Plus généralement, l’A.X. s’efforce de maintenir et de développer des relations de solidarité, de camaraderie, d’amitié, de communauté d’intérêts entre tous les anciens, toutes promotions confondues. L’A.X. édite l’annuaire des anciens élèves et la revue mensuelle La Jaune et la Rouge. Elle a monté un service d’aide à la recherche d’emploi pour nos camarades de tous âges. Elle a ouvert un site Internet et encourage la création de groupes rassemblant des camarades habitant la même région, ou travaillant dans le même secteur professionnel.
Mais l’A.X. ne se contente plus de ce rôle traditionnel. Elle a constitué, en collaboration avec l’École et des entreprises, la Fondation de l’École polytechnique, chargée de favoriser la préparation des élèves aux besoins des entreprises, l’ouverture vers l’international et le développement de l’esprit d’entreprise chez les jeunes X. L’A.X. accompagne l’évolution de la scolarité, en soutenant financièrement, à hauteur de près de 400 000 francs par an, les stages humanitaires de 1re année, et, à travers la Fondation de l’X (qui, bien entendu, dispose également d’autres sources de revenus), l’accueil des élèves étrangers et les formations complémentaires hors de France.
Elle met également à profit l’expérience extrêmement diversifiée de tous les Anciens pour tenter d’analyser et, si possible, de prévoir les transformations de plus en plus rapides de la France, de l’Europe et du Monde, et apporter son appui à tous ceux qui oeuvrent pour que l’X offre en permanence à ses élèves la meilleure formation possible à une vie professionnelle qui, en principe, durera pour votre promotion jusqu’aux alentours de l’année 2040…
Vous savez qu’il existe maintenant une forte concurrence entre les établissements d’enseignement supérieur du monde entier. Pour être reconnu, il ne suffit plus de faire partie des meilleurs ; il faut également le faire savoir. Notre association a fait effectuer des analyses de l’image des polytechniciens, en France et à l’étranger.
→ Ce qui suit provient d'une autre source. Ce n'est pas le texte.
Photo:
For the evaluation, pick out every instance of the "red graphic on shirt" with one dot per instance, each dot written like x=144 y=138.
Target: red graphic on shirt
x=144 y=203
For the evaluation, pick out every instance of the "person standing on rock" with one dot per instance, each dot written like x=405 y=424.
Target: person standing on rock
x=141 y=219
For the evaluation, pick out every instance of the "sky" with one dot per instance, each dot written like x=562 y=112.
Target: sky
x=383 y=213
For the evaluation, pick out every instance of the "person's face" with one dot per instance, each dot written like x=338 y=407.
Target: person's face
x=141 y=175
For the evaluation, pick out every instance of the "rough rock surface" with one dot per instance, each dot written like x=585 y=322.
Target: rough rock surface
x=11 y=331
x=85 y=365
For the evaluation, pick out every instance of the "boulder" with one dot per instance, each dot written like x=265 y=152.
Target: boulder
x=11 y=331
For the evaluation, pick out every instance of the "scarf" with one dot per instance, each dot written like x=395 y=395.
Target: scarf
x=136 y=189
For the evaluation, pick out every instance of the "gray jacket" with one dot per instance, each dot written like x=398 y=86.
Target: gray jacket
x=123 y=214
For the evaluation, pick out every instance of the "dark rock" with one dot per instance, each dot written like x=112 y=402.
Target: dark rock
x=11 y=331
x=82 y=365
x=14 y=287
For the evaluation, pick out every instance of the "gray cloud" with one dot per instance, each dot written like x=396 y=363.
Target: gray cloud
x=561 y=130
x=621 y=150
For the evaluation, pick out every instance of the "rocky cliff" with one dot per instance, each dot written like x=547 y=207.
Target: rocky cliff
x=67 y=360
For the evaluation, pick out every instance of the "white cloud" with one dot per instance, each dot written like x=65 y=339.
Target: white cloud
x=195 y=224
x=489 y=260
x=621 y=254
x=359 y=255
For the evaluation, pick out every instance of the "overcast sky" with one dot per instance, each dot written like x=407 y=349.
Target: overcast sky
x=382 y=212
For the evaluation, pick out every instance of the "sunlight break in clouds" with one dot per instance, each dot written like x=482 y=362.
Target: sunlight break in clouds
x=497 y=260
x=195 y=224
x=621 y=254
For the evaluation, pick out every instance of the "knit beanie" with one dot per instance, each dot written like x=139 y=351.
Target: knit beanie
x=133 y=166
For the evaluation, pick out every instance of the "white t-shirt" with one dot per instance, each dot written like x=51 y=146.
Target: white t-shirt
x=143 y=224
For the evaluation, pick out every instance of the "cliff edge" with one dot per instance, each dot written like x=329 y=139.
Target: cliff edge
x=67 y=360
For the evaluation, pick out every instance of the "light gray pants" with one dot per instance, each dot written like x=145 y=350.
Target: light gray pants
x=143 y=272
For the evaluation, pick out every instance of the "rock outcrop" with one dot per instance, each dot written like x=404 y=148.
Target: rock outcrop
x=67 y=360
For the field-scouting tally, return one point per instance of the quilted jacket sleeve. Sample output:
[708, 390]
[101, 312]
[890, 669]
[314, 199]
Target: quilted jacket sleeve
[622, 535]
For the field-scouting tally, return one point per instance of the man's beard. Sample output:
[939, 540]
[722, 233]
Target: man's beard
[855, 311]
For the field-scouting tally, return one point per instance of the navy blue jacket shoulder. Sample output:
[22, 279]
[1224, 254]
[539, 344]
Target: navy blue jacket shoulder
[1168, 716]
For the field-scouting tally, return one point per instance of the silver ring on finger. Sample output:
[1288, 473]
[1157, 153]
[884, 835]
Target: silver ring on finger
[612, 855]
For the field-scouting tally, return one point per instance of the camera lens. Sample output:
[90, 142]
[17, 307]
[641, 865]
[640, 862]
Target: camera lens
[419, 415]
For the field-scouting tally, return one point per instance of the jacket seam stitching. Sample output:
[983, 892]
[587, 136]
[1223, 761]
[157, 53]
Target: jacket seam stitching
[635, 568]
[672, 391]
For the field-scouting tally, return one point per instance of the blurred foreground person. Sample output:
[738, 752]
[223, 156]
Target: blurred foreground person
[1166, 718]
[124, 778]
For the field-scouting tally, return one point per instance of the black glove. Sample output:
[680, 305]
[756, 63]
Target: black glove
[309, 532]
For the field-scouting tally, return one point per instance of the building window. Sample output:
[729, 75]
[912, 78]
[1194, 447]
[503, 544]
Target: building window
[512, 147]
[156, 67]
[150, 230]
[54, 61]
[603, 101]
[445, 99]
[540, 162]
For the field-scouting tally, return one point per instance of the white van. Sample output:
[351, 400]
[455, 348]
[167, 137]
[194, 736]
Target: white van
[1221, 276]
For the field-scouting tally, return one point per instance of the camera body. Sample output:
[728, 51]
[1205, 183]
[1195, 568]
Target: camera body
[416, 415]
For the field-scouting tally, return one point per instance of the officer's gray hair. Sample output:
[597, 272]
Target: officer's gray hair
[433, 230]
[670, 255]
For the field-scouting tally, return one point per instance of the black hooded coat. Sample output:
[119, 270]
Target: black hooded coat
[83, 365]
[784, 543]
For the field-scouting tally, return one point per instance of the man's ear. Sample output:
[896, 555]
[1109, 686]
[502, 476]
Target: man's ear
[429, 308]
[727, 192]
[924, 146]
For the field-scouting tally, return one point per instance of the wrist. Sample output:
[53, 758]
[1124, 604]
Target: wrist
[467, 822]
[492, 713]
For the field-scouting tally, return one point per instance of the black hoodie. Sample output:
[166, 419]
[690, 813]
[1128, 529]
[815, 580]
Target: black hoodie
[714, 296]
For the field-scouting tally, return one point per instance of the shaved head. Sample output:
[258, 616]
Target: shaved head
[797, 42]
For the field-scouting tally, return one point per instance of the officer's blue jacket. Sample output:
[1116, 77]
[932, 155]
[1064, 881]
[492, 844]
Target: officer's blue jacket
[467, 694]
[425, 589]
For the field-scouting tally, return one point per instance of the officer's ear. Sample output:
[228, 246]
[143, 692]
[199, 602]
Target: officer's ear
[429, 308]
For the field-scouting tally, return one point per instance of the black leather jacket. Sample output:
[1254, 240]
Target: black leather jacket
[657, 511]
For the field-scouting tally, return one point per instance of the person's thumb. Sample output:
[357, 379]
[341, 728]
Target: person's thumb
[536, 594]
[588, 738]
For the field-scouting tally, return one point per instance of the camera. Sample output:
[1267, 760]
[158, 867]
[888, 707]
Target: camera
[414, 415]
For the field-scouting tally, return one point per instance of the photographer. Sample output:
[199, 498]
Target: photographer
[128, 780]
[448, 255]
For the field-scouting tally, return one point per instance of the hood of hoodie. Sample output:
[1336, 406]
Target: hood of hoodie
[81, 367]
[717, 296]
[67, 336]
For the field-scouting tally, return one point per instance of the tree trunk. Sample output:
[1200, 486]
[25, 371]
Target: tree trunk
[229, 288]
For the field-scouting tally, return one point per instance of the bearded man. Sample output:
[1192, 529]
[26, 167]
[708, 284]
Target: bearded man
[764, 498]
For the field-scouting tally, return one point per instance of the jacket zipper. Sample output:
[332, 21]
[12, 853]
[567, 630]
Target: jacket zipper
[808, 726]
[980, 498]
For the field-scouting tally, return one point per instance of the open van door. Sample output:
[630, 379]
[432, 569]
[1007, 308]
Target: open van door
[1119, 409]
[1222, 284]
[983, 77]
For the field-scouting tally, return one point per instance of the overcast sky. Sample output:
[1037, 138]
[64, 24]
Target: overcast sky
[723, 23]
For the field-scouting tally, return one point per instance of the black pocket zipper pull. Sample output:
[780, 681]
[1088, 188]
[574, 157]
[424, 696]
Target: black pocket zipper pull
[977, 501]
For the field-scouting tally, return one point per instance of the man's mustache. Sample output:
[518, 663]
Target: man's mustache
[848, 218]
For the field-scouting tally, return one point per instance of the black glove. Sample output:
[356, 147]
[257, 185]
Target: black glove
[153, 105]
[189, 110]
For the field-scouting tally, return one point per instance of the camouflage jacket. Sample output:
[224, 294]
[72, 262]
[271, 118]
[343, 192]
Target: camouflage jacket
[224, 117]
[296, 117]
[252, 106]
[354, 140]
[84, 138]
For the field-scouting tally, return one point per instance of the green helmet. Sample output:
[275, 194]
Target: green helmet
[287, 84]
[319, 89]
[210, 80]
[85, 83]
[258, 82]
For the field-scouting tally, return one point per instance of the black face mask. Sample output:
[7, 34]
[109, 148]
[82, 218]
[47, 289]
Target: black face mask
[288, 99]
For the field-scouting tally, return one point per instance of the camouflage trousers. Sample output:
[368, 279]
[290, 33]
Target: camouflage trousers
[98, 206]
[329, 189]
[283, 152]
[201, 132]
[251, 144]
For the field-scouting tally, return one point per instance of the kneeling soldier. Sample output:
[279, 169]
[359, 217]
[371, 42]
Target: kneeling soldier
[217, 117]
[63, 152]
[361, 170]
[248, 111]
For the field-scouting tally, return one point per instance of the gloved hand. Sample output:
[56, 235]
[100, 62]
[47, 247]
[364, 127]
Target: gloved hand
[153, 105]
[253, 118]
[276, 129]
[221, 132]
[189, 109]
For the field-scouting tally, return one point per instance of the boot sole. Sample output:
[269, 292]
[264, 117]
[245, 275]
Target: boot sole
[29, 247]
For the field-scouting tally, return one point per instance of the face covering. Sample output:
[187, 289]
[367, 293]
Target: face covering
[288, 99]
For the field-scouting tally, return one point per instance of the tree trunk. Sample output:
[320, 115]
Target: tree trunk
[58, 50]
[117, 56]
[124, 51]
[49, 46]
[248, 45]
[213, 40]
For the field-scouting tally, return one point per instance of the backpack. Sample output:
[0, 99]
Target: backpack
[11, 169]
Ces travaux ont confirmé qu’il était nécessaire de rectifier, en les actualisant, certains aspects de cette image en France ; dans la plupart des pays étrangers, l’École est trop peu connue, et un effort important de promotion doit être entrepris. L’A.X. est décidée à coopérer dans ce domaine avec différentes entités, et d’abord l’École, la Fondation de l’X, les laboratoires de Palaiseau, et à consacrer des moyens importants à ces actions de communication. Le fonctionnement de l’École lui-même devra sans doute faire appel dans les années à venir à des ressources ne provenant plus exclusivement de l’État : là encore, l’A.X. est prête à agir, en coopération avec les mêmes partenaires, pour obtenir des financements complémentaires.
Après ce plaidoyer qui aura, je l’espère, convaincu l’ensemble de votre promotion d’adhérer à notre association, je vais maintenant remettre à votre major de sortie le prix Poincaré, puis au second de ce même classement, le prix Jordan.
Henri Poincaré et Camille Jordan ont été tous deux majors d’entrée à l’X, Jordan en 1855 (à 17 ans !), Poincaré en 1873. Jordan est né en 1838, seize ans avant Poincaré ; il est mort en 1922, dix ans après Poincaré. Tous deux sont sortis dans le Corps des Mines, mais se sont rapidement tournés vers l’enseignement et la recherche.
L’un et l’autre furent professeurs à l’X, Jordan pendant quarante-six ans (Analyse), Poincaré (gratuitement !) pendant quatre ans (Astronomie). Tous deux furent membres de l’Académie des sciences (Poincaré à 32 ans !) ; Poincaré fut également membre et secrétaire perpétuel de l’Académie française.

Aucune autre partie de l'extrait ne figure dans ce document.